The chants of the crowd grew louder and I just stood there stunned like an idiot. I couldn’t do anything, I couldn’t pretend that everything is alright because it’s not. Belle didn’t wait for me to go up to the stage and steal a kiss to impress the crowd, instead she came up to me and gave me a hug. The crowd cheered even louder, as I hugged her back.

“Belle I –“ I began.

“Don’t” Her reply was cold. She was heartbroken again and this time I really just wanted to kill myself.

I was fighting my tears, I was hiding my guilt. We walked away from the beach and when we finally got alone, Belle let go of my hand.

“What did I do so wrong?” Belle asked huskily.

“What do you mean?”

“Every time I think there’s a chance, you always find a reason to back out. Why?” She was being straight forward this time. Her eyes were watery.

“I have many reasons, Belle”

“Tell me a reason aside from Yuri” She demanded. Her voice was firm and angry.

“Belle, you have to understa – “ I began.

But Belle interrupted me “Understand that Yuri is the only reason why we can’t be together? It doesn’t make any sense” Belle folded her arms angrily and glared at me. She waited for my response which took me a while to give.

“It makes perfect sense, Belle. How can Yuri have a life if we go out in public?”

“HOW can you have a life when Yuri goes out in public?”  Belle raised her voice.

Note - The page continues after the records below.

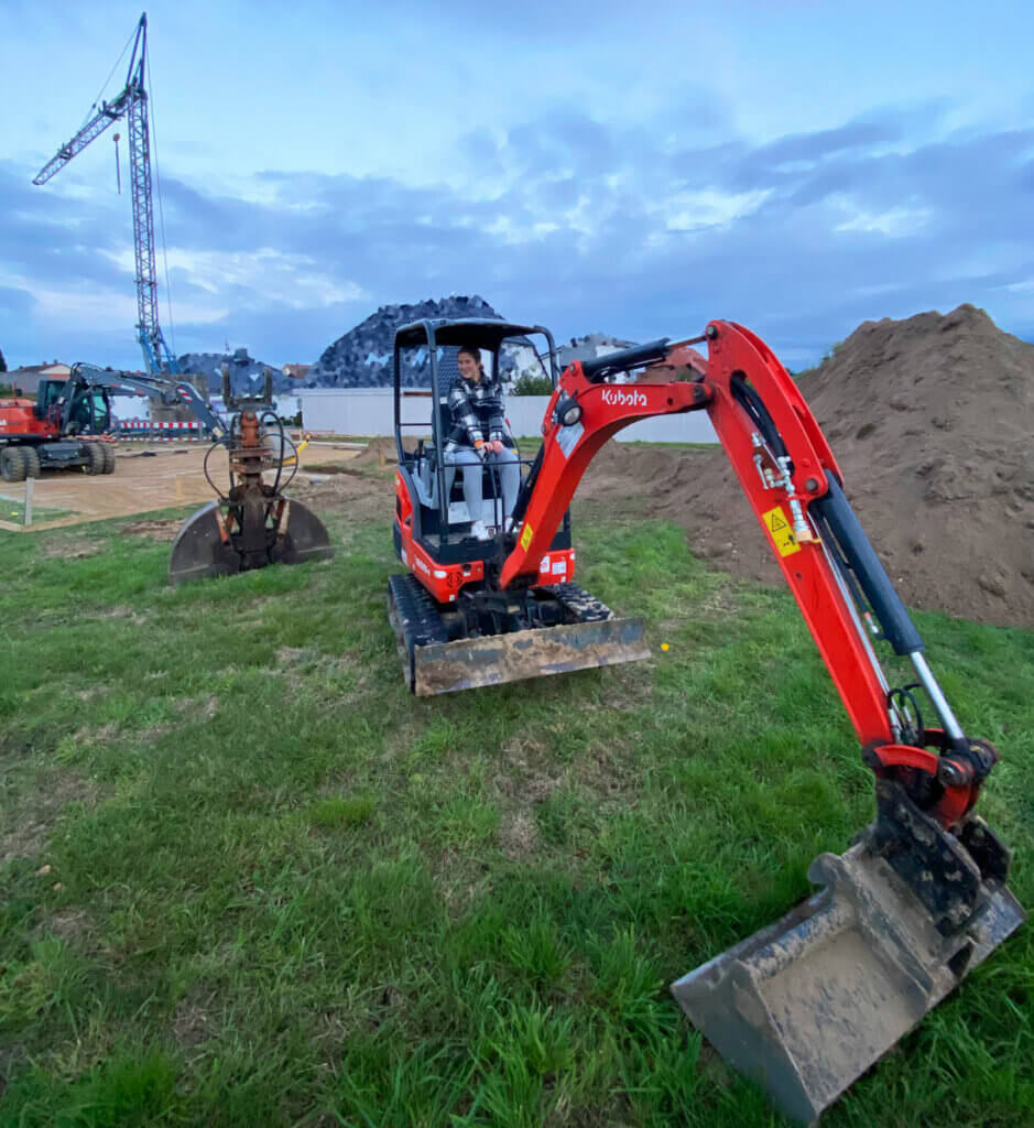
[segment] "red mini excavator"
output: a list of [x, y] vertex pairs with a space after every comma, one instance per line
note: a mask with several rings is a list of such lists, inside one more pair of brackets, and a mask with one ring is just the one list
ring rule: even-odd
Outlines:
[[[497, 371], [503, 341], [533, 332], [545, 333], [422, 321], [396, 336], [395, 540], [410, 574], [391, 578], [390, 613], [407, 677], [427, 693], [640, 656], [635, 622], [621, 628], [591, 597], [567, 596], [567, 506], [621, 428], [707, 412], [874, 773], [876, 818], [845, 854], [815, 858], [808, 876], [820, 892], [672, 990], [737, 1069], [811, 1122], [1025, 919], [1006, 887], [1009, 852], [973, 811], [998, 752], [963, 731], [818, 423], [770, 350], [740, 325], [712, 321], [700, 337], [575, 362], [559, 378], [547, 334], [555, 390], [542, 446], [512, 529], [501, 520], [493, 540], [474, 539], [477, 514], [448, 496], [439, 457], [448, 434], [440, 362], [450, 347], [474, 345], [493, 354]], [[705, 343], [706, 356], [697, 349]], [[430, 447], [401, 441], [403, 347], [430, 358]], [[642, 368], [643, 379], [615, 382]], [[585, 642], [585, 623], [610, 624], [611, 633]], [[878, 642], [911, 662], [914, 682], [890, 684]], [[922, 721], [923, 695], [933, 726]]]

Should I tell her? Should I tell her? I fought with my mind mentally. I couldn’t expose Yuri to Belle like that, I had already done that to her by telling Jason everything.

“I don’t care about me” I finally murmur quietly because it was the truth. I didn’t care about me anymore. If I had thought for one second that I could have a normal life, I was the insane one. How could anyone live double lives without causing any jeopardy?

“I care about you” Belle replied without wasting a single breath.

“You shouldn’t”

“I will”

“Belle” I call out her name trying to make her see my point. Statistically, Physically, Mentally, Logically this relationship would not work and we would never have a happy ending. It was never meant to be.

“Sasha” She calls out my name to make me see her point. Statistically, Physically, Mentally, Logically we had never given this relationship a chance because of fear and we’ll never know if it could’ve worked unless we actually give it a try.

“I can’t, we can’t” I reply to her almost as if I was reading her mind.

“Why not?”

“Because I don’t love you like I did before” I felt a heavy lift off my chest as I said those words. It was the truth, I finally realized. Yuri isn’t the only reason why I don’t want a relationship with Belle; the truth is I have changed after she left. Yuri changed me.

“You never loved me” Belle confronted.

“I did, and I realized that after you left”

“And now, you realized that you don’t love me after I am back?” I wasn’t able to reply because her question suffocated me.